15 years ago I had my picture taken next to this tree, right before that I got married. According to my wedding invitations, on that day I married my friend. It said it right on the front, “on this day I marry my friend”, or something like that. I still see that design used all these years later. Can I tell you, I HATE that, what is it, an expression, motto, creed? “Marry my friend”. How about something more accurate… “Today I marry my insurance provider, baby momma, girlfriend, fiancé, lover,”… how about “We have seen each other naked and we are going to make a go of it.” (Sorry mom – she is one of the 3 people who reads this, I say something stupid like that – lost 1/3 of my readers and I am probably gonna get a phone call). But there are so many better choices than “marry my friend”.
So ask, but Tim, why does it bother you, the “Marry Friend” thing? Well, I did not marry my friend that day, yes we were friends before we started dating, but I have friends, less now than then, but I do have some – I think, and hell I would never marry any of them, sorry. And they would not be stupid enough to marry me. If I had really married a friend, I’d been divorced and remarried a bunch of times over the last 15 years. I sucked at keeping friends – especially in the days before Facebook, just ask them, if you can find them. My wife is something different, she puts up with my crap, she balances out my defects, she enhances my strengths. My friends tell me to shut up, think I am crazy, mumble about me on their way home. She is a hell of a lot more than my friend. That’s exactly why I married her.
I knew all of this long before I had my picture taken next to that tree. Before I had what I consider the dumbest photo I have ever been in, forehead to forehead, looking like it was natural, but it was not. I remember the conversation we had during the shooting of it. Paraphrasing, it was something like … “I told you we should have just gotten married without all these people around.” and “good thing it did not rain, I never ordered the tent and we had no back up plan, we’d be screwed.” It is funny because now that I shoot weddings as a photographer, I get to hang out with brides and grooms and share in these moments. I overhear all the beautiful, romantic things they say during these “poses”. Yet, I have never heard anyone say, “Screw your Mom, I like the center pieces” (now I lost another reader – sorry CB, you’re the best, I am not sure if she reads this anyway).

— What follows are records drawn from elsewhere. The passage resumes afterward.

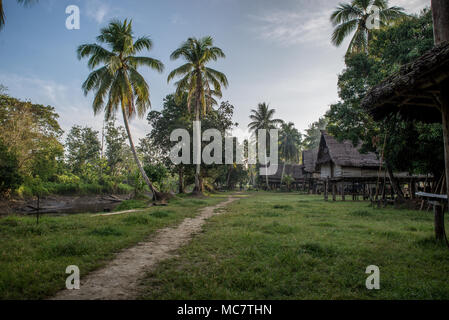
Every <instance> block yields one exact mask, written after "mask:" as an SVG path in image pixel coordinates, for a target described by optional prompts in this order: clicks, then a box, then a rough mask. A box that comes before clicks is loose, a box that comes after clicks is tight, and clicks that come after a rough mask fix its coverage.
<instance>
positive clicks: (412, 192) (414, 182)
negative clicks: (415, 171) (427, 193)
mask: <svg viewBox="0 0 449 320" xmlns="http://www.w3.org/2000/svg"><path fill="white" fill-rule="evenodd" d="M410 198H411V199H413V200H415V199H416V182H415V179H413V178H412V179H411V180H410Z"/></svg>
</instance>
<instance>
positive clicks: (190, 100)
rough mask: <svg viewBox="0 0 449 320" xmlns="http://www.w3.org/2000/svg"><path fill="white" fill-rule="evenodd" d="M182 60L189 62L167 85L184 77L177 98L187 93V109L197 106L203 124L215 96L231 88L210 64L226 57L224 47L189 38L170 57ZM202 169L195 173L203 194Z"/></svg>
mask: <svg viewBox="0 0 449 320" xmlns="http://www.w3.org/2000/svg"><path fill="white" fill-rule="evenodd" d="M181 57H182V58H184V60H185V61H186V63H185V64H183V65H182V66H180V67H178V68H176V69H175V70H173V71H172V72H170V74H169V75H168V78H167V82H170V81H171V80H172V79H174V78H175V77H180V79H179V80H178V81H177V82H176V83H175V85H176V94H175V96H176V97H177V99H178V100H179V99H180V98H181V97H182V95H183V94H185V93H187V108H188V109H189V111H191V105H192V104H194V105H195V111H194V113H195V119H196V121H200V118H201V116H204V115H206V113H207V111H209V110H210V109H211V107H212V104H213V102H214V100H213V96H217V97H221V96H222V92H221V88H222V86H223V87H224V88H226V87H227V86H228V79H227V78H226V76H225V75H224V74H223V73H221V72H220V71H217V70H215V69H212V68H209V67H206V65H207V64H208V63H209V62H211V61H217V60H218V59H219V58H225V57H226V56H225V54H224V53H223V51H222V50H221V49H220V48H217V47H214V46H213V39H212V37H210V36H207V37H204V38H201V39H196V38H189V39H187V41H185V42H184V43H182V44H181V46H180V47H179V48H178V49H176V50H175V51H173V53H172V54H171V56H170V58H171V59H172V60H177V59H179V58H181ZM211 88H213V89H211ZM198 145H199V144H198ZM200 170H201V165H200V164H198V165H197V167H196V172H195V190H194V192H195V193H201V192H202V186H201V184H200Z"/></svg>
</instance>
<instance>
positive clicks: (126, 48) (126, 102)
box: [78, 20, 164, 199]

That’s why we work, we are comfortable in the logistics, yet she knows how I feel. Anyway, she went away and is not here today, so on the way home from work I stopped at the tree and was going to post it for her to see.. nice gesture right? I noticed the tree has a scar, right above the branch on the right, I thought it was fitting, it is obvious it has it some hard times in the last 15 years. It is definitely wider, a bit grayer, aged and looks like it lost a branch. I have all my limbs, but I know how it feels. It is still standing though, stronger, more secure and with deeper roots than it was back when we took the photo. Corny but true. I like the tree, it made me happy to see it, though I hate the original photo (beautifully taken though by Bennett Photography – it’s not his fault I am in it) – I just don’t like having my picture taken, the only good thing is I always look better when Barbara is next to me. So did the tree.
p.s. I add the original shot below and a current picture of the very spot we were married (we stood where the plow sits), right across from the tree. Good to know it is still an important spot.